Clinical Case Discussion Forum
To share and enhance best practice management of CML, experts and interested clinicians can discuss difficult or interesting CML cases here. Physicians submit a brief history of the patient and the case for discussion using this forum.
Blast crisis with immature double population
Male patient, 42 years old, diagnosed with CML (positive BCR / ABL), in the diagnosis presented in bone marrow immunophenotyping two populations of blasts: t lymphoid populations (0.45%) + myeloblasts (1.34%) totaling 1.78 immature cells). Description of grade 3 fibrosis. Treatment initiated with imatinib.

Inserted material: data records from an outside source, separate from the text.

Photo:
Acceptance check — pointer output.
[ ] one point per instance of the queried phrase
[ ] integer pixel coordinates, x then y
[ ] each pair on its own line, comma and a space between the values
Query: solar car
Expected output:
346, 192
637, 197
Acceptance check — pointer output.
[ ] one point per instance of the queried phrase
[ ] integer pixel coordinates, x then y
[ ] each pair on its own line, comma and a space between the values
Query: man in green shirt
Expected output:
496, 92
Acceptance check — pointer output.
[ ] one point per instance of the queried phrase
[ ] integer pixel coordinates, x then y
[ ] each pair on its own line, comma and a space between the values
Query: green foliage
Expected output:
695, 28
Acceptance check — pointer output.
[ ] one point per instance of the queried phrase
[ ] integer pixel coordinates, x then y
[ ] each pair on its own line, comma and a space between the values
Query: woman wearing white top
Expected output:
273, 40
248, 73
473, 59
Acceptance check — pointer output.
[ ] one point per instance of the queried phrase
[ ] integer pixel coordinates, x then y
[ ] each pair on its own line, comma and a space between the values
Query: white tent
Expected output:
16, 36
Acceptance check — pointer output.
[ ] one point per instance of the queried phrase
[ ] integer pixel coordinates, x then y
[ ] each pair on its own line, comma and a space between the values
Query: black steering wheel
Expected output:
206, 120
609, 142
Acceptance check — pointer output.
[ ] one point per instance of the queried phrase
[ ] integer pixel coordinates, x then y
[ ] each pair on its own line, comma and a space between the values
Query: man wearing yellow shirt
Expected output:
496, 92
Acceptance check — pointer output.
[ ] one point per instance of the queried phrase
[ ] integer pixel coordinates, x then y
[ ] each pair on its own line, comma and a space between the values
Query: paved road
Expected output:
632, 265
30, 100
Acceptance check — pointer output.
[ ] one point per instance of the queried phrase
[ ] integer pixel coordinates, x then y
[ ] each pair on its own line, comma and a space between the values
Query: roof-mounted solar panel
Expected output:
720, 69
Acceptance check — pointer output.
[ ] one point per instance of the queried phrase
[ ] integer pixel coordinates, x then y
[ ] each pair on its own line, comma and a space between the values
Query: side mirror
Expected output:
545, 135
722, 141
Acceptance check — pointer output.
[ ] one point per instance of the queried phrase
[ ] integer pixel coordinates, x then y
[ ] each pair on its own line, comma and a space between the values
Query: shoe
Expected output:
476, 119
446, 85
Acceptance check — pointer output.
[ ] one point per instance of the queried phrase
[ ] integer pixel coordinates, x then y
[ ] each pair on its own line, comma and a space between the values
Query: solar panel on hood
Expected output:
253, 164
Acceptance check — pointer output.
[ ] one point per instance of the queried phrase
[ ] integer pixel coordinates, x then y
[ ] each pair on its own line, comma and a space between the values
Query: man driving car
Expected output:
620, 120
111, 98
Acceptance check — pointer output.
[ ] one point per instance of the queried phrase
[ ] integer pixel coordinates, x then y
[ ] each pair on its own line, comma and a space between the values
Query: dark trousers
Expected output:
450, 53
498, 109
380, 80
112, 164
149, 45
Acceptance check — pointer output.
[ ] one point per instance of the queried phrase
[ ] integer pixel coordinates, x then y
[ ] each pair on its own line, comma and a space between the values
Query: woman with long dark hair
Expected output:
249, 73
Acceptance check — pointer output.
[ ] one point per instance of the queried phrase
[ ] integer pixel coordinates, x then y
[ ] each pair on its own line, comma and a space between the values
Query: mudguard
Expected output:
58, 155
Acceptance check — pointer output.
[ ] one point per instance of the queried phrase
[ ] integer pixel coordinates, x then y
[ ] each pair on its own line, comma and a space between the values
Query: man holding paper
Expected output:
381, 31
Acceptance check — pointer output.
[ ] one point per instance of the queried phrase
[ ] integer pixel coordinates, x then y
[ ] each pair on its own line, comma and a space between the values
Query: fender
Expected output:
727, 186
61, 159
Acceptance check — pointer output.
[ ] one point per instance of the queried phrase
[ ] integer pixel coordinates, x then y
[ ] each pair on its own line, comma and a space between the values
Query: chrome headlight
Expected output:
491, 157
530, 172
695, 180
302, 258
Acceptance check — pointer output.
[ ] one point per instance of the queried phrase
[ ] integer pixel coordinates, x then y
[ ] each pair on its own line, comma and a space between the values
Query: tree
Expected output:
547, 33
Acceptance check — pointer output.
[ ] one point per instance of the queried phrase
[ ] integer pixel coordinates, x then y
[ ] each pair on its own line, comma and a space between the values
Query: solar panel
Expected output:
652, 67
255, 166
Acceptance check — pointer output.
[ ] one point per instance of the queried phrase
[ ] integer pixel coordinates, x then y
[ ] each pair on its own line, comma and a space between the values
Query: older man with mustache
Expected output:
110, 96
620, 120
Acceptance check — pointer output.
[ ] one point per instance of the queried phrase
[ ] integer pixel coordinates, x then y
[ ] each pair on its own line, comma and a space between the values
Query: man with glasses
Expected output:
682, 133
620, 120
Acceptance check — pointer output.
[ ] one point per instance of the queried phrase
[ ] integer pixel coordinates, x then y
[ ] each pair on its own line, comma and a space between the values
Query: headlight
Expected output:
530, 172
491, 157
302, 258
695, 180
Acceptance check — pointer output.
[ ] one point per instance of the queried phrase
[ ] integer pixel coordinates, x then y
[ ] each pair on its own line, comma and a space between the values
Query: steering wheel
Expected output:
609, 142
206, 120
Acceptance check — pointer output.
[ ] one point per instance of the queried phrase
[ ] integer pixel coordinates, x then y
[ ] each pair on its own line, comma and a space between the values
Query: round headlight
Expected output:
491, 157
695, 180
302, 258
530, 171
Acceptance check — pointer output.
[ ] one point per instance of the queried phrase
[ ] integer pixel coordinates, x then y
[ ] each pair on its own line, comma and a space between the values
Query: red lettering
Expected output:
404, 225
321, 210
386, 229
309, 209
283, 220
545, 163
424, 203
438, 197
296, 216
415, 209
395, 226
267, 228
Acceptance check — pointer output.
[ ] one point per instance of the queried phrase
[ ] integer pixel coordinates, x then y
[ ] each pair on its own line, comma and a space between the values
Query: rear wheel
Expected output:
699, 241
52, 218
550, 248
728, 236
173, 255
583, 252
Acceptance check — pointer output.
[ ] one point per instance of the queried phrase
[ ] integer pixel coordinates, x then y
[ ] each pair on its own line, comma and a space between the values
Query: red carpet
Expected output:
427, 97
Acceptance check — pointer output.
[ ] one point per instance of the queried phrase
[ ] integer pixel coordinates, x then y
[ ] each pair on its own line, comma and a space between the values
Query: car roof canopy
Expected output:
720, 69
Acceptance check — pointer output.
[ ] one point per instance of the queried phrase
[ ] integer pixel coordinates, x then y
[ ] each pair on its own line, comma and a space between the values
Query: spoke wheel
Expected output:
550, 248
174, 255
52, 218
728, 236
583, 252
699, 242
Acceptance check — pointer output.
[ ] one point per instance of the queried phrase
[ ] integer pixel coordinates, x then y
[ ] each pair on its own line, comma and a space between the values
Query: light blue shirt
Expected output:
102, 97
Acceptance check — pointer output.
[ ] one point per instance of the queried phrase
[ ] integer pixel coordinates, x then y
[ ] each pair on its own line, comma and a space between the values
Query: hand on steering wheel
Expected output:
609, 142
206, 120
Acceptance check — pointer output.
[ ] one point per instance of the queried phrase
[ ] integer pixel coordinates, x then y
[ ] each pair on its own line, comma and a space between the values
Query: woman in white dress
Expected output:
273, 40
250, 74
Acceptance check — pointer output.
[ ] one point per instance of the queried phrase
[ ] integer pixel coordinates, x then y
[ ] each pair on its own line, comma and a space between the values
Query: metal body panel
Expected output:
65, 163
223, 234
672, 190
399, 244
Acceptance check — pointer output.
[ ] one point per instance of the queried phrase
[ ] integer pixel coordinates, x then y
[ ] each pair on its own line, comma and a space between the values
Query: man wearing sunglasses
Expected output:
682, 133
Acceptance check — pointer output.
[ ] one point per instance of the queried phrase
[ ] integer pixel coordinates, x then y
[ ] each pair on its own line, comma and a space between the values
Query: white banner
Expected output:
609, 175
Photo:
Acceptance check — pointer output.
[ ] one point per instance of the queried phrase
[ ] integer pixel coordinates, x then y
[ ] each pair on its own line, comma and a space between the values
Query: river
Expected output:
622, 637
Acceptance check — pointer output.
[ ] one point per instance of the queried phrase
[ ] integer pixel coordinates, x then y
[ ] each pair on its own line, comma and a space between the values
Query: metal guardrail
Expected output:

It evolved with the appearance of multiple tumors and showed granulocytic sarcoma.
Questions :
In treatment, ITK Dasatinib should be associated with which systemic chemotherapy. Should I opt for chemotherapy directed at the myeloid component (7 + 3) or T lymphoid (HyperCVAD) or both (FLAG-IDA?
When choosing therapy, should we consider grade 3 bone marrow fibrosis?
There's a new bone marrow evaluation schedule with immunophenotyping that we still don't have the result for. In evaluating possible donors for ongoing transplants.
I would resist to apply a full dose combination chemotherapy. Recovery of normal hematopoiesis is impossible in CML and the whole treatment aims to prepare for transplant.
Therefore, Dasatinib 100 mg/d should be the start, combined with an individually dosed chemotherapy with Ara-C and a intermediate dose of an anthracyclin.
A full dosed 7+3 or similar will result in long lasting cytopenias and may be disadvantageous.
With some more information about timing (diagnosis until myeloid sarcoma, histology of the lesions (% blasts), BCR-ABL mutations, cytogenetics) I would be happy to provide more detailed advice if you would like me to.